Take a discarded photographic plate and upon it attach with shellac a piece of tin foil cut to the shape of of a star or diamond. When the shellac is dry cut lines through the foil with a knife. Place the plate so that the discharger points are near opposite points of the foil figure and start the coil, when sparks will appear at the knife marks. With large coils, large foil signs can be illuminated with striking effect, a flaming discharge being the most effective.
The superior conductivity of heated air is shown by bringing the flame of a lighted candle near the discharger points. Blow out the candle and hold the wick between the points when the candle will be relighted, provided the wick still has a red glow.
The decomposition of water is an old but interesting experiment, and the materials necessary are easily obtained. Two pieces of platinum wire about 1 in. long are soldered to two pieces of No. 18, waterproof insulated wire, the joint being wrapped with electricians' tape and then thickly shellacked, so that only the platinum wire is exposed. Bend the platinums' ends backward to form houks, and twist the outer ends of the insulated wire into spirals, so that when placed over the opposite sides of a glass tumbler the hooks will be a short distance above the bottom of the glass.

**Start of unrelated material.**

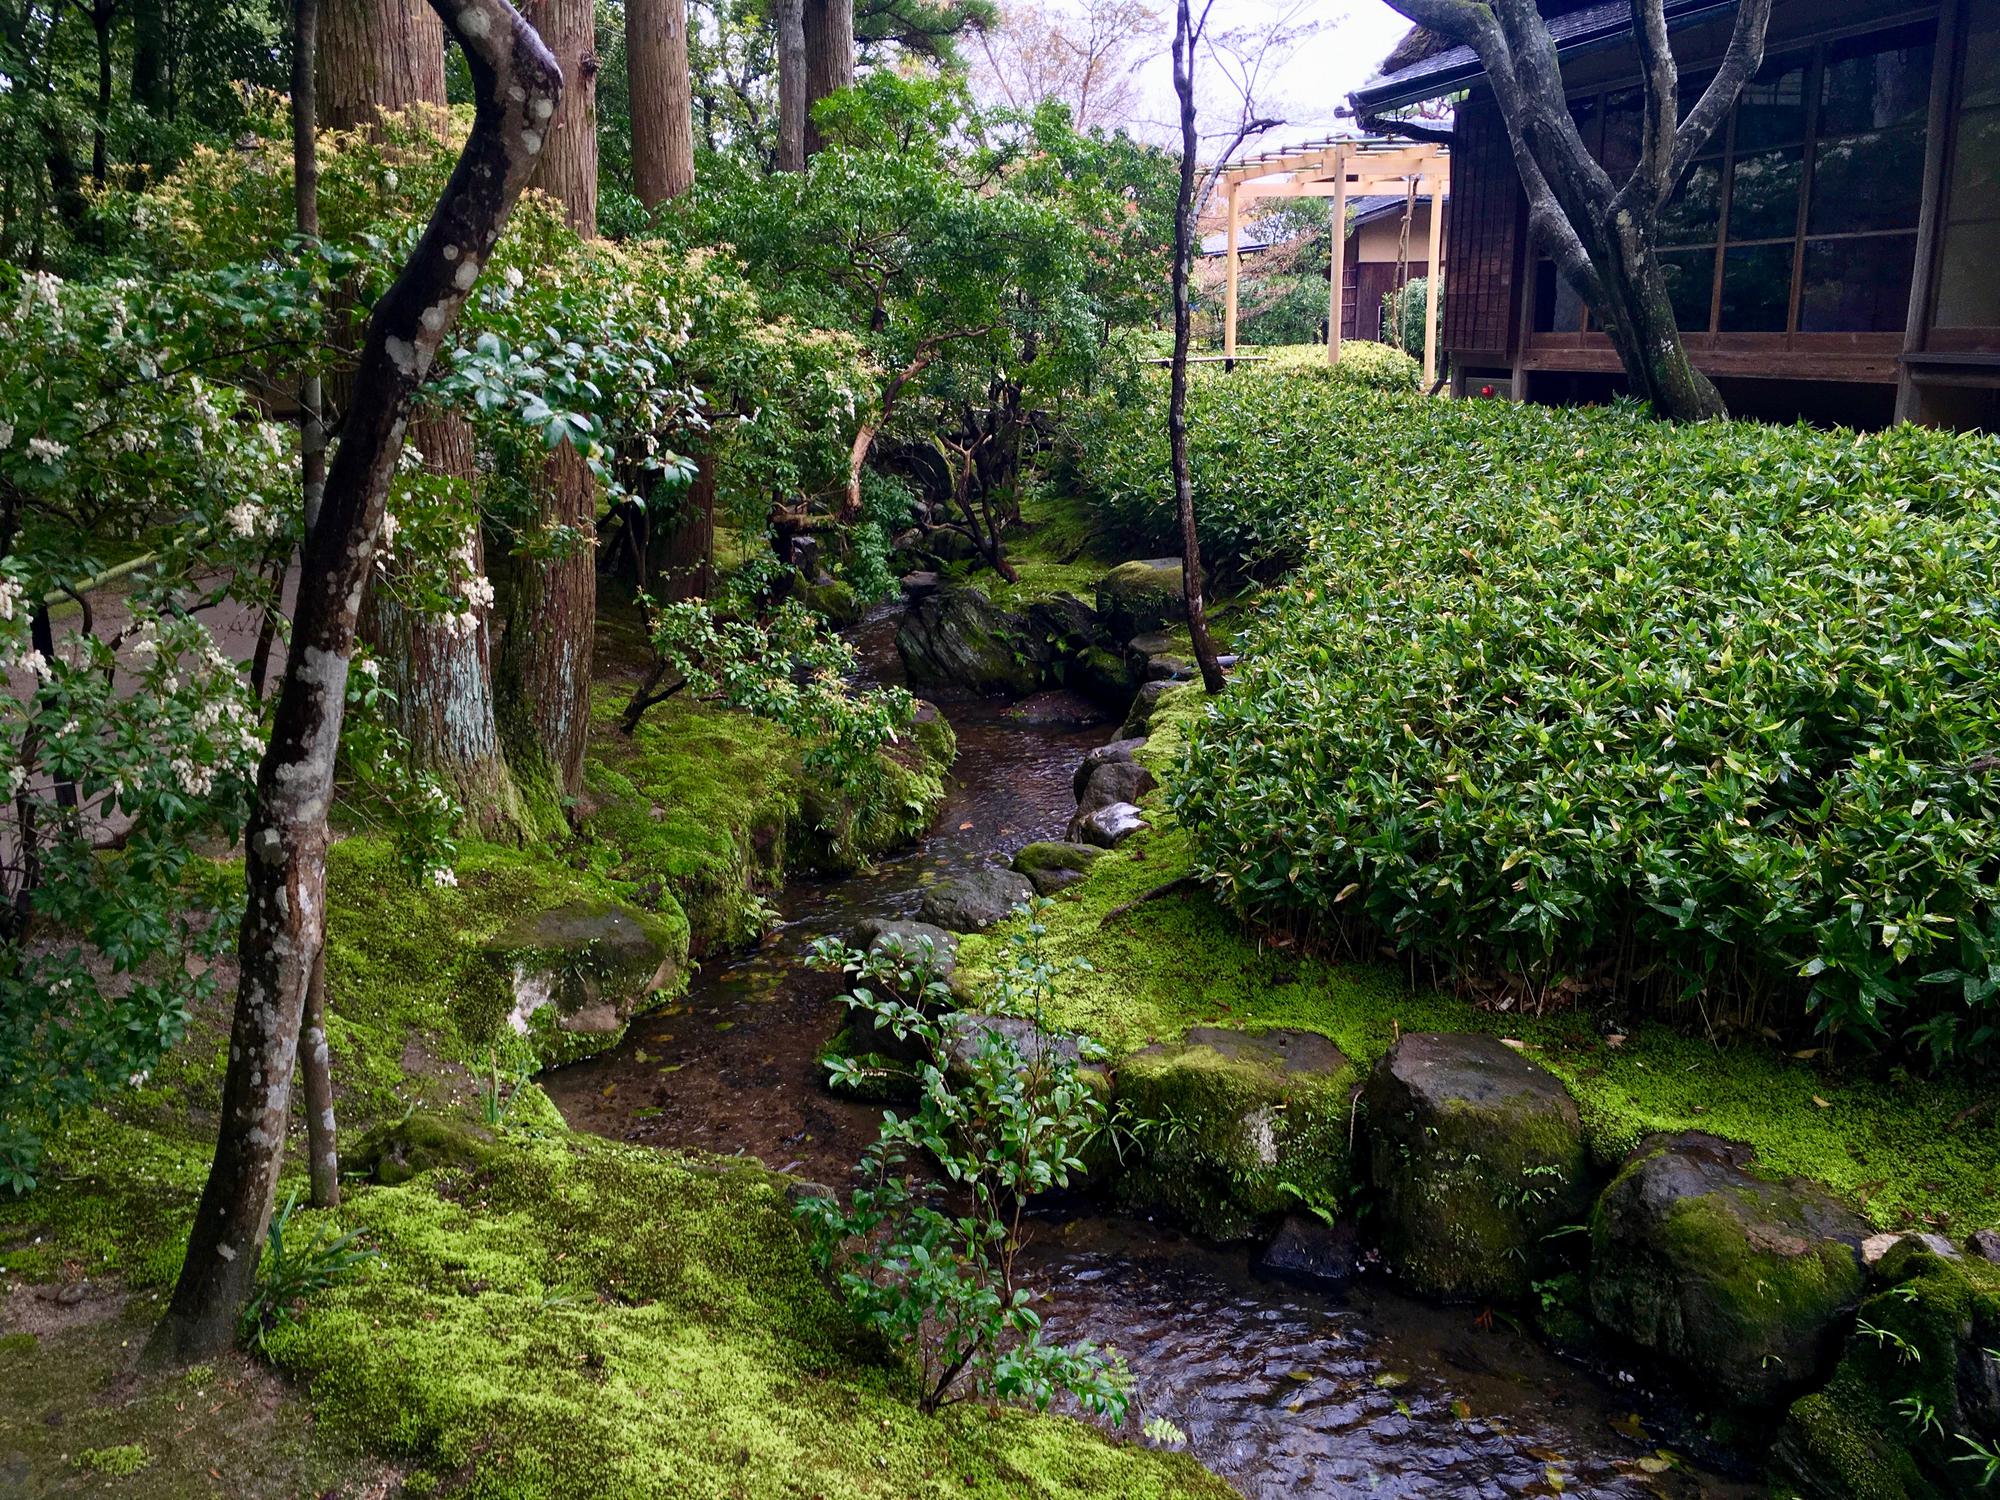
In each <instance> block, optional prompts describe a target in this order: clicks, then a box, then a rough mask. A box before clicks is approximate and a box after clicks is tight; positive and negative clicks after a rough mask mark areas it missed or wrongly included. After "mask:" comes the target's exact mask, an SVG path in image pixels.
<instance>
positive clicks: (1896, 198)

Fill the tumbler nearly full of water, strongly acidulated with sulphuric acid or vinegar. Obtain a disk of cork large enough to fill the top of the tumbler, bore two holes with centers about 1 in. apart to receive two 3 in. pieces of glass tubing 1/4 or3/8f in. diameter. Place the cork and tubes in the tumbler and arrange the hooks so the points will be inside the lower ends of the tubes. Connect the free ends of the copper wires to the coil dischargers and start the coil. Bubbles will rise in the tubes, oxygen gas rising at the positive and hydrogen gas at the negative wire; the quantity of hydrogen gas will be about double that of the oxygen gas.
As frequent mention has been made of positive and negative discharger, it will be desirable to have a convenient way of determining which these are. Obtain some white photographic blotting paper, as this kind is free from interfering chemicals, and soak in thin, hot washing starch. After the starch is dry, dip in a solution of iodide of potassium, one ounce, and water one pint, and dry. To use, dip in water, place upon a sheet of clear glass and place between the dischargers. Start the coil and the paper around the positive pole will turn to a jurple or brown shade.